The catalytic system is prepared by impregnation of activated charcoal with a heterobimetallic Schiff base complex of cobalt and cerium (pictured), followed by pyrolysis. The resulting Co-Ce/C composite features small Co nanoparticles with a mean size of 6.8 nm surrounded by small Ce clusters (around 1 nm) highly dispersed in the carbon matrix. The authors benchmarked the activity of the system using the hydrodeoxygenation of acetophenone in the presence of hydrogen as a test reaction. Based on control experiments with monometallic Co or Ce catalysts, the simultaneous presence of both metals is crucial to achieve the selective formation of ethylbenzene over 1-phenylethanol. Similarly, employing supports other than charcoal for the preparation of the bimetallic system — that is, TiO2, CeO2, or γ-Al2O3 — has negative effects on both yield and selectivity. The mechanistic investigation also revealed that the synergy between metallic Co and mixed Ce3+/Ce4+ species at the surface of the catalyst is essential to trigger the desired hydrodeoxygenation reactivity.
Co-Ce/C turns out to be a very versatile catalyst when it comes to substrate scope. The system can deoxygenate a variety of aryl-alkyl ketones but also their related secondary alcohols. Furthermore, the corresponding aldehydes and primary alcohols can also be effectively transformed, albeit slightly harsher reaction conditions are required.

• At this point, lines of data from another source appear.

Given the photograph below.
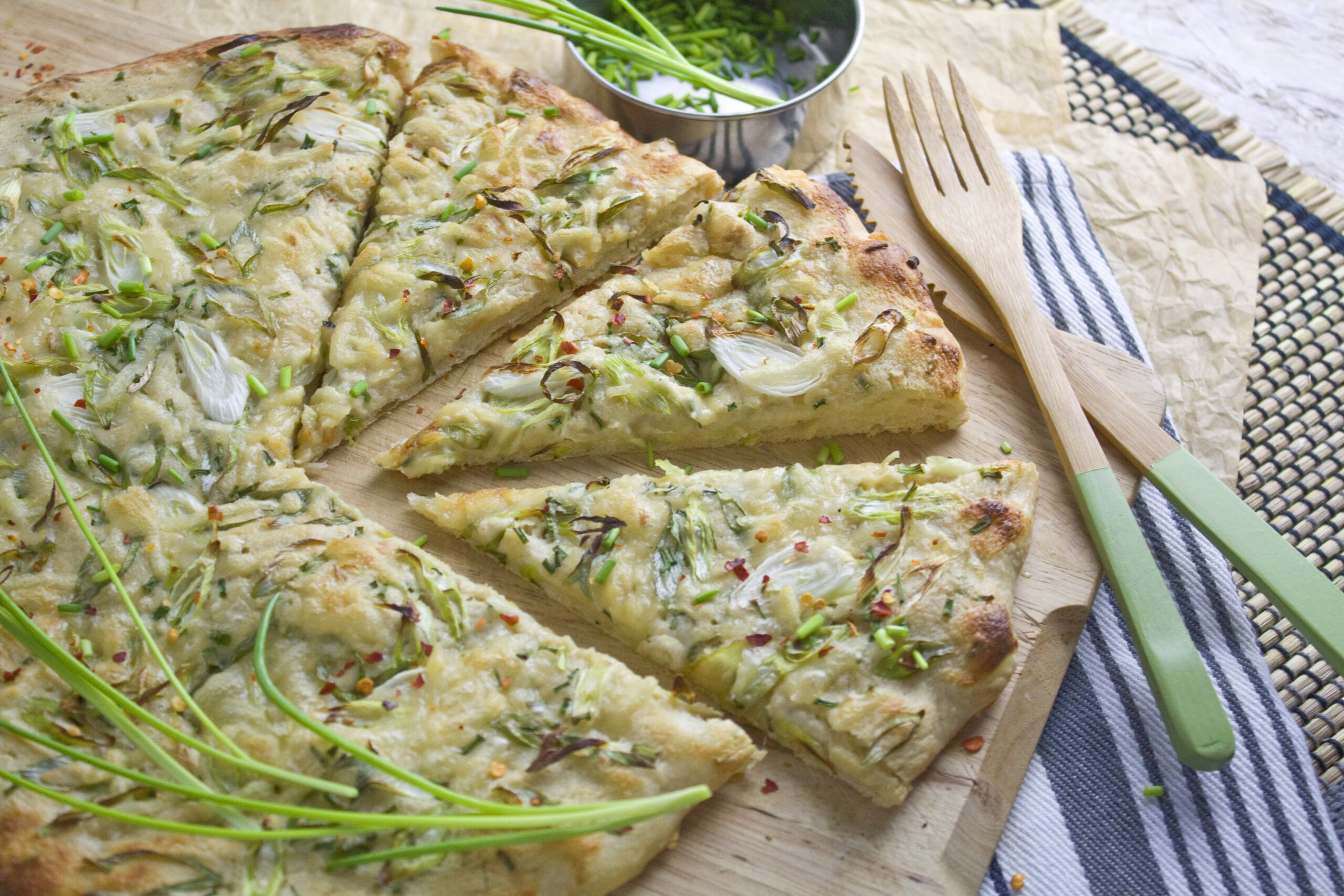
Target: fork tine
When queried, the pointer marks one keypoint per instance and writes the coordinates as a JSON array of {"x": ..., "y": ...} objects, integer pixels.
[
  {"x": 930, "y": 135},
  {"x": 913, "y": 163},
  {"x": 991, "y": 164},
  {"x": 954, "y": 133}
]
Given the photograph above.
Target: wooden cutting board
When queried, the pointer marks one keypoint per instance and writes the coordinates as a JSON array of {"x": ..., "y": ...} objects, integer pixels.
[{"x": 814, "y": 836}]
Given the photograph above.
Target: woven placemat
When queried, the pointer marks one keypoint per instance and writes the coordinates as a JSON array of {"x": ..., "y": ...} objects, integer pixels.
[{"x": 1294, "y": 426}]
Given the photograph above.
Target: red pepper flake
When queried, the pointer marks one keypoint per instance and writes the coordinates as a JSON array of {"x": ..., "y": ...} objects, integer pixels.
[{"x": 738, "y": 568}]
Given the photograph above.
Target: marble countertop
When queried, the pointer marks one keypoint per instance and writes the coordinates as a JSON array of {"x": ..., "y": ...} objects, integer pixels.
[{"x": 1278, "y": 66}]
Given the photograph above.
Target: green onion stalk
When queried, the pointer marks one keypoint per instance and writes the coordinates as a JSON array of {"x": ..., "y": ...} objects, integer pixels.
[
  {"x": 592, "y": 31},
  {"x": 508, "y": 825}
]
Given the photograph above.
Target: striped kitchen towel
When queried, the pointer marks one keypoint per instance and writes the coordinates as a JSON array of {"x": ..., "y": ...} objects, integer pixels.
[{"x": 1081, "y": 824}]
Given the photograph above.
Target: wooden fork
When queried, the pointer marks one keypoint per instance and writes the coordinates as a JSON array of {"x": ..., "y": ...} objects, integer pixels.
[{"x": 963, "y": 193}]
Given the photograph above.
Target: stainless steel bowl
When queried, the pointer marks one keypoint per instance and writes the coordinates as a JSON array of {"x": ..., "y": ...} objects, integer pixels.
[{"x": 733, "y": 143}]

A remarkable aspect of the method is the tolerance towards halogen substituents, which are usually cleaved by other catalysts under similar hydrogenation conditions. The only drawback in the case of halogenated species is the need of acid additives required to activate the substrate. The team further expanded the scope of the method by including selected examples of aliphatic alcohols as well as diols or bioactive molecules like ketoprofen.